CMMC Compliance Is Not Cyber Insurance
There is a dangerous conflation happening in the government contracting world right now: the belief that achieving CMMC certification eliminates the need for cyber liability insurance. It's wrong, and it's expensive to learn that the hard way.
CMMC — the Cybersecurity Maturity Model Certification — is a set of technical security controls. It tells you what safeguards to put in place: multi-factor authentication, encryption, access controls, incident response procedures, audit logging. These are important. They reduce your likelihood of a breach. They are, in many cases, contractually required.
But they are not insurance. They don't pay for anything when something goes wrong.
When a breach occurs — and breaches occur to compliant organizations regularly — the costs cascade fast. Forensic investigation to determine the scope and origin. Legal counsel specializing in government data breach notification requirements. Notification to affected individuals and agencies. Credit monitoring services. Regulatory defense when the contracting officer asks why Controlled Unclassified Information ended up where it shouldn't be. Business interruption while your systems are offline and your contracts are suspended pending investigation.
CMMC doesn't cover any of that. Cyber liability insurance does.
Think of it this way: CMMC is the lock on the door. Cyber insurance is the policy that pays to rebuild the house after someone picks the lock. Both matter. Neither replaces the other.

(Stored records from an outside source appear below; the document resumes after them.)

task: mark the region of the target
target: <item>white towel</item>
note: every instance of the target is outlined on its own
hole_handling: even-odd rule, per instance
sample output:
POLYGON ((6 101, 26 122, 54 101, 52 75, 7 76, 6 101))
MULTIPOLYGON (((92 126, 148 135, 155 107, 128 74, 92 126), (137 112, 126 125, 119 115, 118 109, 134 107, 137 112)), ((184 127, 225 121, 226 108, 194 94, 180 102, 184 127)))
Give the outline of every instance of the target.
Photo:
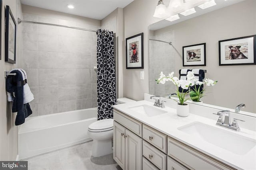
MULTIPOLYGON (((12 70, 10 72, 13 70, 18 70, 20 72, 22 75, 22 79, 23 80, 25 80, 26 79, 27 74, 24 70, 15 68, 12 70)), ((6 92, 6 94, 7 95, 7 101, 8 102, 13 101, 14 99, 14 93, 11 93, 8 92, 6 92)), ((29 103, 34 99, 34 95, 29 88, 28 84, 27 83, 26 83, 24 85, 24 86, 23 86, 23 104, 29 103)))

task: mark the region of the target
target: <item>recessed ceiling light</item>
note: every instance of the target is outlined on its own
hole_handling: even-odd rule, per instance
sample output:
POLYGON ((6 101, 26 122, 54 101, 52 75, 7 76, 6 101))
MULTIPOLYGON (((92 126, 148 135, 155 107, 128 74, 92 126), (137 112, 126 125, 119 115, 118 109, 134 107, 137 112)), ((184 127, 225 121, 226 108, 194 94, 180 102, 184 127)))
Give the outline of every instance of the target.
POLYGON ((194 14, 196 12, 194 8, 192 8, 190 9, 189 10, 186 10, 186 11, 181 12, 180 14, 182 15, 184 15, 184 16, 187 16, 189 15, 191 15, 192 14, 194 14))
POLYGON ((70 4, 67 5, 67 6, 68 7, 68 8, 70 9, 73 9, 74 8, 74 5, 71 5, 70 4))

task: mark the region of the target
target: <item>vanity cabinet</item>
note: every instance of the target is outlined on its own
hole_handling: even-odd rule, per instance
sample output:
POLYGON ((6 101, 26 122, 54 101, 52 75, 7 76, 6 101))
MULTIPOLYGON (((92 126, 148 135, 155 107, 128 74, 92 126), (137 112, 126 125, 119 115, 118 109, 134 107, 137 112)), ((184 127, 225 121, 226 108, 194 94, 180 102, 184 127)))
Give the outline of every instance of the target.
MULTIPOLYGON (((124 170, 140 170, 142 169, 142 139, 130 130, 139 129, 137 131, 141 133, 141 127, 138 129, 133 125, 135 121, 122 113, 114 112, 113 157, 114 160, 124 170), (118 114, 117 117, 115 115, 118 114), (124 117, 123 117, 124 116, 124 117), (115 118, 118 117, 117 119, 115 118), (121 118, 121 119, 119 118, 121 118), (124 119, 127 119, 126 120, 124 119), (119 123, 124 121, 124 127, 119 123)), ((138 124, 137 124, 138 125, 138 124)))

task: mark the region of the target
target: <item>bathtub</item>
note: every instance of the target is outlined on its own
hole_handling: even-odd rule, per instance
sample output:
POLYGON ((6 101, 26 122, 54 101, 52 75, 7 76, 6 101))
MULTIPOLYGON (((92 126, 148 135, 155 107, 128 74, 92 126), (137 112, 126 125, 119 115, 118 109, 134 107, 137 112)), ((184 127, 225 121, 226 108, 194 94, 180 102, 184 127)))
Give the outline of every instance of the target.
POLYGON ((19 159, 91 140, 87 129, 96 121, 96 108, 26 118, 18 132, 19 159))

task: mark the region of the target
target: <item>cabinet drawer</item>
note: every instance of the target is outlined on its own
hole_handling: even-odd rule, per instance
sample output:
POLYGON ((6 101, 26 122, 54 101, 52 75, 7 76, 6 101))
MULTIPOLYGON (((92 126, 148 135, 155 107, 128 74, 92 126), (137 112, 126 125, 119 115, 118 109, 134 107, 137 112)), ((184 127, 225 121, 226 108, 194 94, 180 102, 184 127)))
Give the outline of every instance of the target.
POLYGON ((168 154, 186 166, 196 170, 232 170, 226 165, 200 151, 168 137, 168 154), (184 156, 186 155, 186 156, 184 156))
POLYGON ((167 135, 144 124, 142 127, 143 139, 161 151, 167 153, 167 135))
POLYGON ((135 133, 139 137, 142 137, 142 123, 114 109, 114 119, 129 130, 135 133))
POLYGON ((159 170, 159 169, 143 157, 142 158, 142 170, 159 170))
POLYGON ((143 141, 143 156, 161 170, 166 169, 166 155, 143 141))
POLYGON ((174 159, 167 156, 167 170, 189 170, 174 159))

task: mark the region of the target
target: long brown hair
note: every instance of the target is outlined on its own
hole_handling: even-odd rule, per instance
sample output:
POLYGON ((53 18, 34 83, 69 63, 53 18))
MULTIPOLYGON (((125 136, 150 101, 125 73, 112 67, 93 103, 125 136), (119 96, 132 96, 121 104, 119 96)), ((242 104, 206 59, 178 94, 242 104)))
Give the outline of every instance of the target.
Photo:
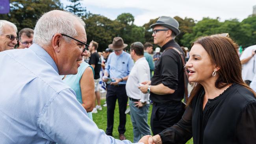
MULTIPOLYGON (((236 52, 237 45, 230 38, 219 36, 210 36, 198 38, 193 42, 201 44, 210 55, 213 64, 220 69, 217 72, 219 76, 215 87, 221 89, 228 85, 237 83, 245 87, 253 93, 255 92, 245 83, 242 78, 241 63, 236 52)), ((190 104, 202 86, 197 83, 192 90, 188 105, 190 104)))

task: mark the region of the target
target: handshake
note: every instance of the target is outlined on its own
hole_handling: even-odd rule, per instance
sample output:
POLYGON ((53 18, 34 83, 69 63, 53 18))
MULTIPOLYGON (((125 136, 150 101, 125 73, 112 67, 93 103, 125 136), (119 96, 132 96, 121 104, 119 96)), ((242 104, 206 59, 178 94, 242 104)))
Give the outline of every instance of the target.
POLYGON ((159 135, 152 137, 147 135, 143 137, 139 142, 143 142, 144 144, 161 144, 162 141, 159 135))

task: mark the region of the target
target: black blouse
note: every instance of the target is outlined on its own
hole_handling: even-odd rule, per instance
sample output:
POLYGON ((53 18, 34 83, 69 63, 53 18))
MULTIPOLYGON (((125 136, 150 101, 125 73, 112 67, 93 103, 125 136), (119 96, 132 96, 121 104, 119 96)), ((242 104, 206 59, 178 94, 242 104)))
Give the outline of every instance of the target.
POLYGON ((208 99, 204 110, 203 89, 188 106, 182 119, 159 133, 163 144, 256 144, 256 99, 234 83, 208 99))

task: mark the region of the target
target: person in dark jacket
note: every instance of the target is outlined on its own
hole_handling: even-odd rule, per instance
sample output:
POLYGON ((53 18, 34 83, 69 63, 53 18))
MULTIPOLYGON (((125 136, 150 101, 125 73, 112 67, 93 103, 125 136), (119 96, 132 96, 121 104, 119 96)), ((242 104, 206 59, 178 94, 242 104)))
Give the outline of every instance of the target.
POLYGON ((184 66, 179 53, 183 52, 175 41, 180 33, 179 23, 174 18, 161 17, 150 26, 154 43, 161 47, 161 56, 155 63, 151 82, 139 87, 142 92, 150 93, 153 101, 150 125, 156 135, 178 122, 184 112, 181 100, 184 94, 184 66))

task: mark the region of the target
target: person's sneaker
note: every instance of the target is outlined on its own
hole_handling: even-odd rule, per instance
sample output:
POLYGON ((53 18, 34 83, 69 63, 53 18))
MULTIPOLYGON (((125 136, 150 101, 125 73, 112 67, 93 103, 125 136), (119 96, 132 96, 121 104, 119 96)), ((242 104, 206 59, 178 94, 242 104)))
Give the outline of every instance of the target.
POLYGON ((125 137, 124 135, 120 134, 119 135, 119 139, 121 140, 126 140, 126 137, 125 137))
POLYGON ((93 108, 93 111, 91 111, 91 113, 98 113, 98 111, 97 111, 97 109, 96 109, 96 107, 94 107, 93 108))
POLYGON ((101 107, 101 106, 100 105, 96 105, 96 109, 99 111, 101 111, 102 110, 102 108, 101 107))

The problem is compounded by the fact that most insurance brokers don't understand CMMC well enough to explain the distinction. They see "cybersecurity requirement" in the contract and assume the client's IT team has it handled. They don't ask what level of CMMC certification is required. They don't examine whether the cyber policy's coverage triggers align with the types of incidents most likely to affect a government contractor handling CUI. They don't verify that the policy covers regulatory defense costs specific to federal data breach obligations.
And so the contractor ends up with two things that don't talk to each other: a CMMC certification that reduces risk, and a generic cyber policy that wasn't designed for government data exposure.
At PFTN, we build cyber programs specifically for government contractors. We understand the difference between CMMC Level 1 and Level 2 requirements. We know which policy forms cover federal regulatory defense and which don't. We structure coverage triggers around the actual threat landscape that DOE, DoD, and intelligence community contractors face — not a generic small business cyber template.
Compliance is the floor. Insurance is the safety net. You need both, and you need them built to work together.